The interaction between vegetation and atmospheric conditions opens up new possibilities for the study of the coupling of the soil, vegetation, and the atmosphere. Moreover, it enables us to understand how biological processes related to the vital functioning in the plant exert an influence on the diurnal variability of the thermodynamic variables. In previous chapters, we learned how modifications of the conditions of soil such as moisture availability or the transfer rate of heat and moisture determine the surface forcing and boundary layer properties. There the plants interacted with the atmospheric conditions but without explicit mechanistic representations of plant behaviour. In this chapter, we implement new representations that enable us to study the carbon cycle at daily scales including the interaction of photosynthesis and stomatal aperture to radiation, temperature, and water vapour. Note that, as shown in previous chapters, a modification of the water vapour flux at the surface strongly influences energy partition, and thus the heat and moisture budgets and the dynamic characteristics of the boundary layer.

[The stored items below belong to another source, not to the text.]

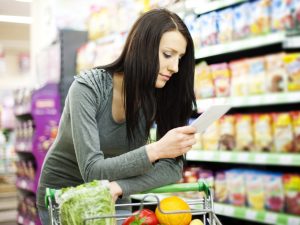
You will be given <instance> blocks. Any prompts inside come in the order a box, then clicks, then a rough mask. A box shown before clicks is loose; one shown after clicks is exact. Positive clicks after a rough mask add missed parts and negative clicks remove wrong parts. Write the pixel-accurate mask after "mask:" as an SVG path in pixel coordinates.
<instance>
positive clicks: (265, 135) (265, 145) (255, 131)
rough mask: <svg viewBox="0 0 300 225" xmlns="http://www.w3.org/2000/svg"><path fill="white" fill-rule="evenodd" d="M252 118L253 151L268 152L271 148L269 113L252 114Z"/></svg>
mask: <svg viewBox="0 0 300 225" xmlns="http://www.w3.org/2000/svg"><path fill="white" fill-rule="evenodd" d="M253 119H254V143H255V151H264V152H270V151H271V150H272V149H273V132H272V116H271V114H268V113H263V114H254V115H253Z"/></svg>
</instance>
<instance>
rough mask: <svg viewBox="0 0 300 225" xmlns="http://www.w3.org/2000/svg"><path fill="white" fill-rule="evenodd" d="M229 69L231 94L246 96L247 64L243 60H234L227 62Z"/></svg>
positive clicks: (241, 59) (235, 95) (246, 84)
mask: <svg viewBox="0 0 300 225" xmlns="http://www.w3.org/2000/svg"><path fill="white" fill-rule="evenodd" d="M229 68H230V71H231V85H230V95H231V96H246V95H247V94H248V73H249V65H248V63H247V62H246V61H245V60H244V59H241V60H236V61H232V62H230V63H229Z"/></svg>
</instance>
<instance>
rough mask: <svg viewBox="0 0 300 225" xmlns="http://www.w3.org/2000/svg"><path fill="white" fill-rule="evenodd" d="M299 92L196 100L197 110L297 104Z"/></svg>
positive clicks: (275, 93) (209, 98) (278, 93)
mask: <svg viewBox="0 0 300 225" xmlns="http://www.w3.org/2000/svg"><path fill="white" fill-rule="evenodd" d="M299 99H300V92H287V93H272V94H263V95H251V96H235V97H223V98H206V99H201V100H197V109H198V111H199V112H203V111H204V110H206V109H207V108H208V107H209V106H211V105H220V104H228V105H231V106H232V107H249V106H268V105H279V104H290V103H298V102H299Z"/></svg>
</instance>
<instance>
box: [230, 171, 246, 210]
mask: <svg viewBox="0 0 300 225" xmlns="http://www.w3.org/2000/svg"><path fill="white" fill-rule="evenodd" d="M225 176H226V185H227V190H228V200H229V203H230V204H232V205H235V206H245V205H246V187H245V174H244V171H243V170H242V169H231V170H227V171H226V172H225Z"/></svg>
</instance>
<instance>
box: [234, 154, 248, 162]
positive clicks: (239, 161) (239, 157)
mask: <svg viewBox="0 0 300 225" xmlns="http://www.w3.org/2000/svg"><path fill="white" fill-rule="evenodd" d="M237 160H238V161H239V162H247V161H248V160H249V154H247V153H239V154H238V157H237Z"/></svg>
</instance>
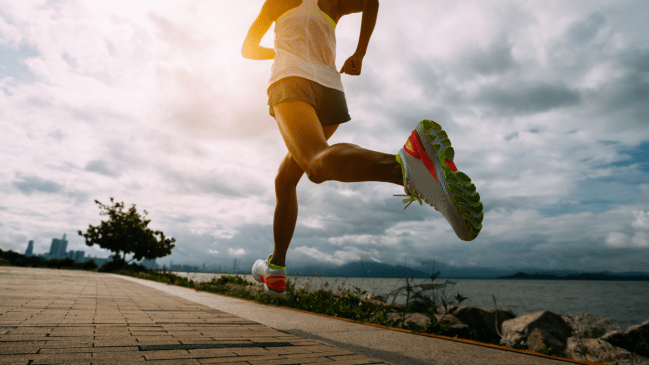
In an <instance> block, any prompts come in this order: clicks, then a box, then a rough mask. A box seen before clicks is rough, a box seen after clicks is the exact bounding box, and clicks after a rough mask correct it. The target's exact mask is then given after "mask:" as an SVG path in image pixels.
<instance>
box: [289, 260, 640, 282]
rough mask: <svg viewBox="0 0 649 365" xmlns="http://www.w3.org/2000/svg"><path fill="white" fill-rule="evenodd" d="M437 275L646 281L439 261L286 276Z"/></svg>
mask: <svg viewBox="0 0 649 365" xmlns="http://www.w3.org/2000/svg"><path fill="white" fill-rule="evenodd" d="M438 271H439V272H440V276H439V277H438V279H465V280H466V279H478V280H489V279H492V280H493V279H523V280H530V279H537V280H647V278H649V273H647V272H638V271H633V272H626V273H613V272H610V271H601V272H598V273H585V272H584V271H576V270H565V269H562V270H541V269H538V268H507V269H498V268H489V267H457V266H452V265H448V264H444V263H440V262H438V261H433V260H430V261H423V262H421V263H420V266H419V267H417V268H411V267H404V266H403V265H397V266H395V265H389V264H383V263H376V262H361V261H356V262H350V263H348V264H345V265H342V266H338V267H336V266H331V265H329V266H303V267H299V268H294V269H289V270H288V274H289V275H297V273H298V272H300V275H303V276H329V277H369V278H403V277H404V276H405V275H407V276H408V277H411V276H413V275H414V276H415V278H429V277H430V276H431V275H432V274H433V273H435V272H438Z"/></svg>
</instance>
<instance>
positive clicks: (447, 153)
mask: <svg viewBox="0 0 649 365" xmlns="http://www.w3.org/2000/svg"><path fill="white" fill-rule="evenodd" d="M421 128H422V130H423V131H424V133H425V134H426V137H427V138H428V141H429V142H430V143H431V145H432V146H433V150H434V151H435V154H436V155H437V159H438V160H439V163H440V165H441V167H442V169H443V170H444V171H443V172H444V179H445V180H446V184H445V185H446V188H447V189H448V191H449V195H450V196H451V199H452V200H453V202H454V203H455V204H456V205H457V209H458V211H459V213H460V216H461V217H462V222H463V225H464V228H465V230H466V232H467V237H466V238H467V241H471V240H473V239H475V238H476V237H477V236H478V234H479V233H480V231H481V230H482V220H483V218H484V213H483V211H482V210H483V207H482V202H481V201H480V194H479V193H478V192H477V191H476V190H477V189H476V187H475V185H474V184H473V183H472V182H471V178H470V177H469V176H467V174H465V173H463V172H461V171H455V172H454V171H452V170H451V168H450V167H448V166H447V165H446V162H445V161H444V160H449V161H453V158H454V157H455V151H454V150H453V147H451V141H450V140H449V139H448V135H447V134H446V132H445V131H444V130H443V129H442V126H440V125H439V124H437V123H435V122H433V121H431V120H422V121H421Z"/></svg>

As living organisms, plants need to produce carbohydrates to live and grow. This complex biological process is called photosynthesis and basically requires the presence of sunlight, water, and carbon dioxide to take place. The interaction of these compounds that produces carbohydrates is expressed chemically by the reaction

6CO2 + 6H2O + hv → C6H12O6 + 6O2

(11.1)

Under daylight conditions (represented by photon energy, hv), the necessary CO2 is assimilated through the plant stomata, which act as mouths through which the interchange of compounds with the atmosphere takes place. The regulation of opening and closing of the stomata is very complex and involves several aspects of plant physiology and environmental conditions. In our approach, we take the essential components of these processes to represent this exchange of CO2 and H2O between the plant and the atmosphere. Since water vapour and carbon dioxide are exchanged at the stomata, by obtaining the rate of change (conductance) of carbon dioxide, we can infer the rate for water vapour. The main processes and variables included in the model are outlined in Figure 11.1.